Just curious, what kind of 3-year informatics grant not being completed ends up with a team brought in to fix the situation? Multi-million dollar grants don't sound big enough to be a dependency for any major customer (like defense or pharma), so I imagine if fraud was detected, they would just demand a reimbursement and ban the PI.

But I think you're both right in some sense. The cases of intentional major fraud is probably a rare edge case and they make the news when they're uncovered. But there's a lot of grey-ish area like p-hacking as you mentioned, plus funding agencies know there needs to be some flexibility in the proposed timeline due to realities. Realities like you don't necessary get the perfect student for the project right when the grant starts, as the graduate student cycle is annual, plus the research changes over time and it isn't ideal to have students work on an exact plan as if they are an employee.

But I totally agree that maintaining software that people are using should be funded and rewarded by the academic communities. A possible way to do this is have a supplement so that after a grant is over, people who have software generated from the grant that is used by at least 10 external parties without COI, should be funded 100K/yr for however many years they are willing to maintain and improve it. Definitions of what this means needs to be carefully constructed, of course.

I'll be a bit vague to protect my coworker's privacy, but the scientist was fired for other, unrelated violations, and my boss was brought in to replace him. I think he was leading an arm of a "U" grant, so he wasn't the only senior PI on it. Since they handled it internally, they couldn't just demand a reimbursement. On some level administration knew that the project wasn't moving forward, but once we started asking around, it was clear that there was no effort to start the project at all.

>But I totally agree that maintaining software that people are using should be funded and rewarded by the academic communities. A possible way to do this is have a supplement so that after a grant is over, people who have software generated from the grant that is used by at least 10 external parties without COI, should be funded 100K/yr for however many years they are willing to maintain and improve it. Definitions of what this means needs to be carefully constructed, of course.

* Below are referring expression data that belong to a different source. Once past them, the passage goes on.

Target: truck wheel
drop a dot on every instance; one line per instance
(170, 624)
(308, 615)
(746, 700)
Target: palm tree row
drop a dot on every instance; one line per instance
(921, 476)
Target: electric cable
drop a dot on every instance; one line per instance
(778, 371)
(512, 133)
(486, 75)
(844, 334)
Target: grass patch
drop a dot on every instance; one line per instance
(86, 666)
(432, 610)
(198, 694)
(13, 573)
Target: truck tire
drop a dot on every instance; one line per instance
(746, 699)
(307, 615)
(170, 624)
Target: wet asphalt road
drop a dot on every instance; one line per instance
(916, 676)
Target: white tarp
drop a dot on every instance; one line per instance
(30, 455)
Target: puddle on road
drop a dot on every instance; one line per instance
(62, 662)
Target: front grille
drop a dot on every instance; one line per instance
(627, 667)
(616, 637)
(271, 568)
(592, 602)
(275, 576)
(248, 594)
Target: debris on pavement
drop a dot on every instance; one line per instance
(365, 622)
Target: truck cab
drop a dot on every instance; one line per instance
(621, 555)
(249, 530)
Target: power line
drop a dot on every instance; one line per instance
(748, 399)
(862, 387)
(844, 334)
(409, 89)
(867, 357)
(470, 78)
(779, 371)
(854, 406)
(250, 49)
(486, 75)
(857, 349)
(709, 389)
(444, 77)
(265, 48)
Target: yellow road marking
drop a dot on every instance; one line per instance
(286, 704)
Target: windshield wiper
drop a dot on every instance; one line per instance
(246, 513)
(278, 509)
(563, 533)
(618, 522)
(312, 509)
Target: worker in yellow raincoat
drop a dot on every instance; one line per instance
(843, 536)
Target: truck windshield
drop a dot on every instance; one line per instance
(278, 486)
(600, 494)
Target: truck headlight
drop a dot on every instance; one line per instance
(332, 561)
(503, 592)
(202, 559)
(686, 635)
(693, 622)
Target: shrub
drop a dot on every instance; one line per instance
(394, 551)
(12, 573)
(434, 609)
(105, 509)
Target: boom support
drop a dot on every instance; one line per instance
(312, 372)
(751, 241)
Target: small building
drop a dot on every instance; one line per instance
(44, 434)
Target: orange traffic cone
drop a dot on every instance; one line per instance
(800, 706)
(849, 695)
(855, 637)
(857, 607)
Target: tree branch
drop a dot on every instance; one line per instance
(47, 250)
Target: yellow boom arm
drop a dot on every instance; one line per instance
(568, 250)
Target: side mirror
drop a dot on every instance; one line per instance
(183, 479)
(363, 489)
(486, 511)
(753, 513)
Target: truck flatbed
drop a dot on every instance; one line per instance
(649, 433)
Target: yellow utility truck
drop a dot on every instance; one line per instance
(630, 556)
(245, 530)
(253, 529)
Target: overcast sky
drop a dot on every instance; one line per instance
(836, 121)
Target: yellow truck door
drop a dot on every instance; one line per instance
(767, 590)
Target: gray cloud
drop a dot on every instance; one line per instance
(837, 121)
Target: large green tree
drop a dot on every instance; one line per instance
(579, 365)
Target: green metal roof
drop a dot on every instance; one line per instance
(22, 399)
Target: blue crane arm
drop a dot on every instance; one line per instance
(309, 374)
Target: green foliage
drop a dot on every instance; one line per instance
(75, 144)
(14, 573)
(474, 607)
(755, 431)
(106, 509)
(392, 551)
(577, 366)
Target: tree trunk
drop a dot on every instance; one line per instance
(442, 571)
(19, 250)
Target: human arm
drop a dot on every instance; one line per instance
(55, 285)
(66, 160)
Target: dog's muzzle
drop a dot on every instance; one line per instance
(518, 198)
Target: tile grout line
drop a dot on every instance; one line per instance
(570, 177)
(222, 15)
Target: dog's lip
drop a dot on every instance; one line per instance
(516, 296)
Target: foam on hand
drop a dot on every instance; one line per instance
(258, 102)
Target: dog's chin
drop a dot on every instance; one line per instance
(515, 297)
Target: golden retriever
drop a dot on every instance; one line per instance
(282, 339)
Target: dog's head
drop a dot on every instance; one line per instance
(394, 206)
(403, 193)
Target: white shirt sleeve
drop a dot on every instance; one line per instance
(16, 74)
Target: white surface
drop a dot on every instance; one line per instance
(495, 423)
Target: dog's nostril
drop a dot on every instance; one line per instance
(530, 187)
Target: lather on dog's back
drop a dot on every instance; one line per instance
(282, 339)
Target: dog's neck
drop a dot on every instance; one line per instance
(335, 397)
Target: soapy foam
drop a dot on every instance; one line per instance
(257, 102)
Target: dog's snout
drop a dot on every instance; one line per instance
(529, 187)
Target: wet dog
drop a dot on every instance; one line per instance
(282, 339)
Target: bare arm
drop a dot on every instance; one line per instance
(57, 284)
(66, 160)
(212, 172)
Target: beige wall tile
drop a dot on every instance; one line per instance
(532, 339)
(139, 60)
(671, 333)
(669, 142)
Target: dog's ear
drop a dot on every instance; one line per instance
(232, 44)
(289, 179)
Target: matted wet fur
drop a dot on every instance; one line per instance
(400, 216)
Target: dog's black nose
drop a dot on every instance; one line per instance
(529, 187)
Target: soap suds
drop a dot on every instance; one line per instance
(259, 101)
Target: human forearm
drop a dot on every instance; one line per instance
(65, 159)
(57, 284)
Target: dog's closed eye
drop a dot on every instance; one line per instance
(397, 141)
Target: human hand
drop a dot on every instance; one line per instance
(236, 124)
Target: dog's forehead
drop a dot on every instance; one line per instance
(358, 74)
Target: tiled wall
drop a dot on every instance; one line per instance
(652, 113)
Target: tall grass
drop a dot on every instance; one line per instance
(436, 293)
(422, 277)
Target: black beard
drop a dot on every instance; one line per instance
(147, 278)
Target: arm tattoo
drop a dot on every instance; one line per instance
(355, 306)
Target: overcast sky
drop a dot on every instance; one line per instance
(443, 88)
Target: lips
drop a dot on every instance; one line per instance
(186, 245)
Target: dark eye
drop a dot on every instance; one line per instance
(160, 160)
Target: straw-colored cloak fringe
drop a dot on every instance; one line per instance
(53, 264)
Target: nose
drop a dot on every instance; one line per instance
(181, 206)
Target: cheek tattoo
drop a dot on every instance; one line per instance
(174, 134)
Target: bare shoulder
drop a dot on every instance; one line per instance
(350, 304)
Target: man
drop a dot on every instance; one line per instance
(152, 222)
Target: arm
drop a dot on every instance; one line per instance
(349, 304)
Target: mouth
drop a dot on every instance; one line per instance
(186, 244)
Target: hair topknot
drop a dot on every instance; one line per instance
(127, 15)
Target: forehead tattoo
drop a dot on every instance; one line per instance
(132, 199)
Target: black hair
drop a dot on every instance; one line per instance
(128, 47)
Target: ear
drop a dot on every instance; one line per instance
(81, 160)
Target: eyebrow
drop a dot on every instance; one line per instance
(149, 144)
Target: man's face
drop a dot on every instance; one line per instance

I think that this is a great idea.

I can tell you why the sites went offline, because the funding stopped. I don't know what you're research background is but its painful to even get 5 GBP a month to host a droplet on digital ocean in a pretty lucrative department with liberal internal funding.
Agreed, but all these little things are just a sign that the industry just does not give a shit about software. They could develop mechanisms to fund this stuff, pretty easily actually. But they don’t.

A couple of other weird inequities that I’ve found are: 1. It’s hard to get permission to spend money on software subscription based licenses since you won’t “have anything” at the end. However, it’s much easier to get funding for hardware with time based locks (e.g after 3 years the system will lock up and you have to pay them to unlock). The end result is the same, you can’t use the hardware after the time period is up, but for some reason the admin feels much more comfortable about it.

2. It’s hard get funding to hire someone to set up a service to transfer large amounts of data from different places. It’s much easier to hire someone to drive out to a bunch of places with a stack of hard drives and manually load the data on them, and drive back. Even if it’s 2x more expensive and would take longer. Why? Again my speculation is that the higher ups are just more comfortable with the latter strategy. They can picture the work being done in their head, so they know what they’re paying for.

Louisiana state government spent a buttload of money on dedicated high speed fiber optic lines between a bunch of different universities in the state for videoconferencing, telenetworking, "grid computing" etc. 10 years later the only people who remember how to use the system are at LSU, rendering the purpose moot. Everyone else just uses Zoom or Skype.

https://www.regents.la.gov/assets/docs/Finance_and_Facilitie...

> The end result is the same, you can’t use the hardware after the time period is up, but for some reason the admin feels much more comfortable about it.

Simple: predictability. With a subscription based model, admin has to deal with recurring (monthly / yearly) payments, and the possibility is always there that whatever SaaS you choose it gets bought up and discontinued. Something you own and host yourself, even if it gets useless after three years, does not incur any administrative overhead and there is no risk of the provider vanishing. Also, there are no "surprise auto renewals" or random price hikes.

> 2. It’s hard get funding to hire someone to set up a service to transfer large amounts of data from different places.

Never underestimate the bandwidth of a 40 ton truck filled with SD cards. Joke aside: especially off-campus buildings have ... less than optimal Internet / fibre connections and those that do exist are often enough at enough load to make it unwise to shuffle large amounts of data through them without disrupting ongoing operations.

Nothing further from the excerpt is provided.